Associate Professor of Art History and Visual Communication, Gabriel Gee, andAssociate Professor of Communication and Media Studies, Alison Vogelaar, have co-edited a new publication entitled“Changing representations of nature and city: the 1960s – 1970s and their legacies”, in Routledge Advanced Series in Art History, 2018.
As noted by Professor Gee, “This publication was first formulated in the summer of 2014 when the (Textures and Experiences of Trans-Industriality) organized a workshop at Franklin. The workshop, supported by the Swiss Research Foundation (SNF), brought together scholars from distant shores to discuss the complex shifts in representations of urban and natural environments in the second half of the century.”
The resulting volume brings together diverse approaches, from art history, architectural studies and aesthetics, to heritage studies and sociology, environmental science and communication, in order to “reflect upon the changing representations of socio-natures in the context of increasing urban expansion and global interconnectedness."
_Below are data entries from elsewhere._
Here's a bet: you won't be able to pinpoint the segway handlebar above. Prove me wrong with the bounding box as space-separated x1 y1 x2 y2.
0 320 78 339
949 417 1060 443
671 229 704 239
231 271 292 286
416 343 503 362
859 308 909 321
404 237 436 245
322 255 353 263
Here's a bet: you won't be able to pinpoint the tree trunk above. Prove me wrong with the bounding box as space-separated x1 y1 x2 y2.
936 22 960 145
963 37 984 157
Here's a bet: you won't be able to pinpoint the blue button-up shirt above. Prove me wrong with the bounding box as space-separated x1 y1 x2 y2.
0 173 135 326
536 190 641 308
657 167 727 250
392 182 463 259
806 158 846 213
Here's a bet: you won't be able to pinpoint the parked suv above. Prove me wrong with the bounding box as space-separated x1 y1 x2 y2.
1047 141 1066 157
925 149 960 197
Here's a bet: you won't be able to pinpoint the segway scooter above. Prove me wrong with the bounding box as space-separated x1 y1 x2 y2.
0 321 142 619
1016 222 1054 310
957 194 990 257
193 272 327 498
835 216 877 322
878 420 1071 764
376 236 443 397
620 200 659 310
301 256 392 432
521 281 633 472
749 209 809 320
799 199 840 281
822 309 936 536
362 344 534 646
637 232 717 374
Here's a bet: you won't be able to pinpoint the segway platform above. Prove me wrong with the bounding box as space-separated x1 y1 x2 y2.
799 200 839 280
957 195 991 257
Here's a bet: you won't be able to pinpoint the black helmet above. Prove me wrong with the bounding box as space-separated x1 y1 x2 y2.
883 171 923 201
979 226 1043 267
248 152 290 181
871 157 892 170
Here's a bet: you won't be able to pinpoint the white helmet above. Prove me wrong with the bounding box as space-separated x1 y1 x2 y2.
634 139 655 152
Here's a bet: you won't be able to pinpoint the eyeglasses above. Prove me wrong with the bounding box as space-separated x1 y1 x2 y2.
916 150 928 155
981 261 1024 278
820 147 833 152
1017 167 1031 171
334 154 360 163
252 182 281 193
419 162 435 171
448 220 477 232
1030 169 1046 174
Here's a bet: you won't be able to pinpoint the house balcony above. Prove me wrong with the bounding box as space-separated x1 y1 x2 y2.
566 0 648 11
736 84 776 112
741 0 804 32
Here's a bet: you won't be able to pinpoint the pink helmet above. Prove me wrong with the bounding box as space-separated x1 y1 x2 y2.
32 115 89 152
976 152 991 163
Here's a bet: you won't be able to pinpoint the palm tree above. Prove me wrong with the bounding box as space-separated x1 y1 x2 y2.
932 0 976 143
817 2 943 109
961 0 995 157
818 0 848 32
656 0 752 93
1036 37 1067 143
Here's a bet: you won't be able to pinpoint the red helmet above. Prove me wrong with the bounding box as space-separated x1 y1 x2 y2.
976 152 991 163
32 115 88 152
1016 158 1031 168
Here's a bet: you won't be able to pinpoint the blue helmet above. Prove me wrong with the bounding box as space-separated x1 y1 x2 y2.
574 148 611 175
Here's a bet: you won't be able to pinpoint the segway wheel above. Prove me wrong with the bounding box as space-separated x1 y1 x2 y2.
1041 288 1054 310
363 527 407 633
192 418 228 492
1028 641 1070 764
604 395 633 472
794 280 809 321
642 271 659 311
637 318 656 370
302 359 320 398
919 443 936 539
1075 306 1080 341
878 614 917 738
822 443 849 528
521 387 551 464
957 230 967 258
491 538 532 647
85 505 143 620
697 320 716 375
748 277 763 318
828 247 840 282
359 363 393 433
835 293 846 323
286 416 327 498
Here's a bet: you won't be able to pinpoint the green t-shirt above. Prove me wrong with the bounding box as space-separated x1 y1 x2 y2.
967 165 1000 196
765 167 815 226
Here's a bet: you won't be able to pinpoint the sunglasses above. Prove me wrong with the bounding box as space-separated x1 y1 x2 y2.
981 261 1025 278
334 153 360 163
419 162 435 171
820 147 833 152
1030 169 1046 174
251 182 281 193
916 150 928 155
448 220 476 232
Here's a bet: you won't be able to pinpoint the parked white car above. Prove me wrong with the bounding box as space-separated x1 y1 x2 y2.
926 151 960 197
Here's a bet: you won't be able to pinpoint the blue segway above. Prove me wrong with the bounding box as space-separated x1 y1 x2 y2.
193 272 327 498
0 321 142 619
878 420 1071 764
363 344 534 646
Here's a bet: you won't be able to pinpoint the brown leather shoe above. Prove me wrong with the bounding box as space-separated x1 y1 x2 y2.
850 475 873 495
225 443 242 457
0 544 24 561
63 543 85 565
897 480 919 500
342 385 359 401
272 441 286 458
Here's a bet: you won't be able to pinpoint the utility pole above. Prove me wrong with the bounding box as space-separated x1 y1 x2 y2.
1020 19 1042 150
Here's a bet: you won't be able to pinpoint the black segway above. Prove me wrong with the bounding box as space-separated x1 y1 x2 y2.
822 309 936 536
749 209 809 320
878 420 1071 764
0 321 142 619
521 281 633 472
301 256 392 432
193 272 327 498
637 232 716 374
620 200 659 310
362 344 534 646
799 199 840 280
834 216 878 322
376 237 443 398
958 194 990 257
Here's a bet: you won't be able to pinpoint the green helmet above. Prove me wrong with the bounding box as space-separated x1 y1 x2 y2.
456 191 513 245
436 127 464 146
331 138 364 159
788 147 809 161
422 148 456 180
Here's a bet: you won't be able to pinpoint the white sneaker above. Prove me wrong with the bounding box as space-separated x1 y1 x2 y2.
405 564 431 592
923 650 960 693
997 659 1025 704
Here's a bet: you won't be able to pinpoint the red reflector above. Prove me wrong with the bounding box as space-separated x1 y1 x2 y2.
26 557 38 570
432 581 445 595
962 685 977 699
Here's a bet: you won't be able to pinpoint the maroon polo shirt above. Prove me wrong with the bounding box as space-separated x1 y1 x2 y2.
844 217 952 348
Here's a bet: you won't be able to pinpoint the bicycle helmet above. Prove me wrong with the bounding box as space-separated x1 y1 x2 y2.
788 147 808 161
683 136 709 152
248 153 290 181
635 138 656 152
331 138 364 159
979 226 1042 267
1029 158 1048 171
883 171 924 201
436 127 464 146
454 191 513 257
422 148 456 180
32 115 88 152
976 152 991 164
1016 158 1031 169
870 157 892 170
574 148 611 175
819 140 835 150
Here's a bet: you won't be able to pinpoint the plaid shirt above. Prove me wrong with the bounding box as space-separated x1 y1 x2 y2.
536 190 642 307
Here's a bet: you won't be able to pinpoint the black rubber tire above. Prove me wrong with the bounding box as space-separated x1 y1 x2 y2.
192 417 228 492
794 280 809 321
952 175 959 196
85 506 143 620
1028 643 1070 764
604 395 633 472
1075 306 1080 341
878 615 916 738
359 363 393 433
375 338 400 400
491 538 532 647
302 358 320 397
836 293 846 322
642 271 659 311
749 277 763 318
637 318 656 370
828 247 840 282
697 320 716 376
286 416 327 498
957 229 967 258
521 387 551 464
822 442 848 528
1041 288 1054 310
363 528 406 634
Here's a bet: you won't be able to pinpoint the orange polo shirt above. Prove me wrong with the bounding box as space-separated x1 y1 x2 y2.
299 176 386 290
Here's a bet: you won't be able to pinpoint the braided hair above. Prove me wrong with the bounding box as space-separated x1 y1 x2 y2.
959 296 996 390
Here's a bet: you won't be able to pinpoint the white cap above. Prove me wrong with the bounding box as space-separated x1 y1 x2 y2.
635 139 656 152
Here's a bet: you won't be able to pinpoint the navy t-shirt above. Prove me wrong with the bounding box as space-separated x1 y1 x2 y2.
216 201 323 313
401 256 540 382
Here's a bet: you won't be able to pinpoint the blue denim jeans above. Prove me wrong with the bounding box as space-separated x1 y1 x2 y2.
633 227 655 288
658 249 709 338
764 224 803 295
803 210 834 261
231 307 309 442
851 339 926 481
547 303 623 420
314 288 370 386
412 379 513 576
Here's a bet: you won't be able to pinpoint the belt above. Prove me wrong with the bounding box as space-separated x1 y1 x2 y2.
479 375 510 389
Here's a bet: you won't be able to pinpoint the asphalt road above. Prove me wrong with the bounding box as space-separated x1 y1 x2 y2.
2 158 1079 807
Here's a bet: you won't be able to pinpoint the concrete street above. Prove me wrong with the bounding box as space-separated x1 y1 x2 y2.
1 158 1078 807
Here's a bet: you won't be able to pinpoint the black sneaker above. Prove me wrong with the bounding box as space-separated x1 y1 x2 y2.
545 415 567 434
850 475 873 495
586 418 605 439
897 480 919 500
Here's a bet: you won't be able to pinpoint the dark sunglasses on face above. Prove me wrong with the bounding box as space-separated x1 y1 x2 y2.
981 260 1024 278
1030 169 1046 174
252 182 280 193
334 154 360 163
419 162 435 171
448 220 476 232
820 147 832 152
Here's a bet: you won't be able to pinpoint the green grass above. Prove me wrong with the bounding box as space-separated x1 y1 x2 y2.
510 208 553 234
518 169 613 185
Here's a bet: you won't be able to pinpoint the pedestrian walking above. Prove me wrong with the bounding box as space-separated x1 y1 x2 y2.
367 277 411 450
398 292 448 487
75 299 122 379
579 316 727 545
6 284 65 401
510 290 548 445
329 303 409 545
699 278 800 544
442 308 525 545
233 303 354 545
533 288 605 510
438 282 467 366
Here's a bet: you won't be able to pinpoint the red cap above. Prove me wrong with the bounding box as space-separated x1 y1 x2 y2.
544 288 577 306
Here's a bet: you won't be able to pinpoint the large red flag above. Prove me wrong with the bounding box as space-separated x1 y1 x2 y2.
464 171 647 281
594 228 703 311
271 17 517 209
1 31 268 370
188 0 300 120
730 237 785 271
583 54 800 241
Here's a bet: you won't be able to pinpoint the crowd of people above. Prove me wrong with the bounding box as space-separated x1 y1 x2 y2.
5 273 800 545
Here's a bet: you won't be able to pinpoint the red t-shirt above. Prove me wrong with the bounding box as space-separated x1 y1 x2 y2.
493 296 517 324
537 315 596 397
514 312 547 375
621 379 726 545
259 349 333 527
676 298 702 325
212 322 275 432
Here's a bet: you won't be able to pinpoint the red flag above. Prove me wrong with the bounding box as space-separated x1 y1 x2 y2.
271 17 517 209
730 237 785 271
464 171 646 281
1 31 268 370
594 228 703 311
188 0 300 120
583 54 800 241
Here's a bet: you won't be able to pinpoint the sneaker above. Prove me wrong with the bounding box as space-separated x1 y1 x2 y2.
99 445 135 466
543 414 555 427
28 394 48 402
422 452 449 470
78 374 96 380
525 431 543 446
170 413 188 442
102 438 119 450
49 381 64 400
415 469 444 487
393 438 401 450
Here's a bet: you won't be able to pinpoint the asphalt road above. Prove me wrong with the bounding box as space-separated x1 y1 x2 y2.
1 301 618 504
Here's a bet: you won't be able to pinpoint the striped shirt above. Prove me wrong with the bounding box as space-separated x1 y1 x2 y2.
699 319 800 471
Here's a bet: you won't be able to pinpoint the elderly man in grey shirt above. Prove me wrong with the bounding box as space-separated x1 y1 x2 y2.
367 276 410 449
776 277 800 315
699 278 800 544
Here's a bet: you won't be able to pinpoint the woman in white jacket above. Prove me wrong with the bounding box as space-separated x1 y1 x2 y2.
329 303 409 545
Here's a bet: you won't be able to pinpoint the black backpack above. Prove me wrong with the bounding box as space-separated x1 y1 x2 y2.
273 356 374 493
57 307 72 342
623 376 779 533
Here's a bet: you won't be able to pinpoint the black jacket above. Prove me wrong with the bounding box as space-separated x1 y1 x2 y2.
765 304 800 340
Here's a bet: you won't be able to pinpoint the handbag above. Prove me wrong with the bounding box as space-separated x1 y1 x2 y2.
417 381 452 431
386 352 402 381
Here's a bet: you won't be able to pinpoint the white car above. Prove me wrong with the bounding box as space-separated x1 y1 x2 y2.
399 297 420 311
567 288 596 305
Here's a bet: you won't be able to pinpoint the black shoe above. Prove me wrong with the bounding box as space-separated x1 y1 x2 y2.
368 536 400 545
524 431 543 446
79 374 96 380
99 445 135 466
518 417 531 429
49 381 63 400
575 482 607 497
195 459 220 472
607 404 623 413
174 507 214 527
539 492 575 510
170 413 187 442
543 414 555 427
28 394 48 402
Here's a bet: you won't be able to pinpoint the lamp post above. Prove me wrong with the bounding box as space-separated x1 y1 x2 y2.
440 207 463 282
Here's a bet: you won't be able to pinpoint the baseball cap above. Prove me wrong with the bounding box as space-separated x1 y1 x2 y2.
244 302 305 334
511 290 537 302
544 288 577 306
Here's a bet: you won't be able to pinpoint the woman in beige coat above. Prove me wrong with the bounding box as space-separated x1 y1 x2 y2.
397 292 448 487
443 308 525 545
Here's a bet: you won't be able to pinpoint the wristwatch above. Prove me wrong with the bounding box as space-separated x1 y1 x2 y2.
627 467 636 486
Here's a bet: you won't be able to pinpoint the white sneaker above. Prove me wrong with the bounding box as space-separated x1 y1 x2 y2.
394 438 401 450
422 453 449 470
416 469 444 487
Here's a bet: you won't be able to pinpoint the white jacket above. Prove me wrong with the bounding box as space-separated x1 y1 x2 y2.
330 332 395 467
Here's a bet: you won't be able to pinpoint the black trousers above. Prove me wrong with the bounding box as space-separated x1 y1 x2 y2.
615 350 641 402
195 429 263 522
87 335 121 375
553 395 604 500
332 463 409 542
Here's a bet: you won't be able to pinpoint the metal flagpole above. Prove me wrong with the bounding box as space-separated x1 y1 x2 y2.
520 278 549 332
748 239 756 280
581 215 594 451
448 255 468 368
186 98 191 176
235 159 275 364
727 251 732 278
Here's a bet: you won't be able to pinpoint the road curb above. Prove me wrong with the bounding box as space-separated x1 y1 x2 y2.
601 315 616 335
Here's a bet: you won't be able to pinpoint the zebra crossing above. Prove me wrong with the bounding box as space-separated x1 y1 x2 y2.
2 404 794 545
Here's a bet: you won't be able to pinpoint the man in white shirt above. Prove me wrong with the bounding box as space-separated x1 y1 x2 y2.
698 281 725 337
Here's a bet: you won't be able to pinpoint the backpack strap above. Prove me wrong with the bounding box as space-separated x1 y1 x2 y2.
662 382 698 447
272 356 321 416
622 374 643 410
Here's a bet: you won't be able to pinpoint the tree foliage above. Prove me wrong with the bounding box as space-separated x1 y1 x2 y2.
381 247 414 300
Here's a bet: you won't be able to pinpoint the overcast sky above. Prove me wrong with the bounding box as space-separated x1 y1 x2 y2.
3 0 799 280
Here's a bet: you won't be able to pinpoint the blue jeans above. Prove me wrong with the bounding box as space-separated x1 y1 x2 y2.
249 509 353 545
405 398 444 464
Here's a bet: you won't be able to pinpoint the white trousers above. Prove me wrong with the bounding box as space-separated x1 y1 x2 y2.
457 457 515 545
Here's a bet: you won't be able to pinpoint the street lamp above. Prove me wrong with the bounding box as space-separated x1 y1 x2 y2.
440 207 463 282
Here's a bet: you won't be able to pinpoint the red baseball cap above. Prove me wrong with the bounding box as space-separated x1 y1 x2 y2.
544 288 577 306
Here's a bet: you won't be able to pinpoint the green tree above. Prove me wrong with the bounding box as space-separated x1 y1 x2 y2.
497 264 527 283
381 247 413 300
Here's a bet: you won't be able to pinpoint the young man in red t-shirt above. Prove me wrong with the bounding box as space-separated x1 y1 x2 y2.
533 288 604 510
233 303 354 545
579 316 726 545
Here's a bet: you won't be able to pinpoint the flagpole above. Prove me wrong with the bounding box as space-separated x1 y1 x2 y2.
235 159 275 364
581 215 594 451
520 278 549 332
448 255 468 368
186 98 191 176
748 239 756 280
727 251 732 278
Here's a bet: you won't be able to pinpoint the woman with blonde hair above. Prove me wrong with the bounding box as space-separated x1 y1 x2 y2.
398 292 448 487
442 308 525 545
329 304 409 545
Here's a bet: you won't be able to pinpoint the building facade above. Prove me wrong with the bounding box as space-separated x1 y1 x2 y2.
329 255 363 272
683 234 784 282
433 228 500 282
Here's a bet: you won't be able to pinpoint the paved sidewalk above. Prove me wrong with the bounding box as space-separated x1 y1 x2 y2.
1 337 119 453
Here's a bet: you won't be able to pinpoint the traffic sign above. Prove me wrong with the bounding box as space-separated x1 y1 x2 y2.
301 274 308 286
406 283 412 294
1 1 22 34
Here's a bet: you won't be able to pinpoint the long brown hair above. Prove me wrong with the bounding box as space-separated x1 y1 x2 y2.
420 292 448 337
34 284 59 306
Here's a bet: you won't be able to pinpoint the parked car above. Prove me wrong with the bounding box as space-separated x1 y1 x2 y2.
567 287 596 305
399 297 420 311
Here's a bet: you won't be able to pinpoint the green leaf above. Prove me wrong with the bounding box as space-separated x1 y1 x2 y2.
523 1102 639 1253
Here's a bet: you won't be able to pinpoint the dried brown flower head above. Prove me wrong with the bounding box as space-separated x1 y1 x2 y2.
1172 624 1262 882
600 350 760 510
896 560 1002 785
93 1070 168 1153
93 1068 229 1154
Echoing Franklin’s international and interdisciplinary mission, the volume uses case studies from around the globe to offer a historical and theoretical understanding of the paradigmatic shift whose material and symbolic legacies are still accompanying us in the early 21st century.
Notably, the cover of the book is a still from a video piece entitled Weathermen, by Northern Ireland-based artist Conor McFeely, who held an exhibition at Franklin in 2013.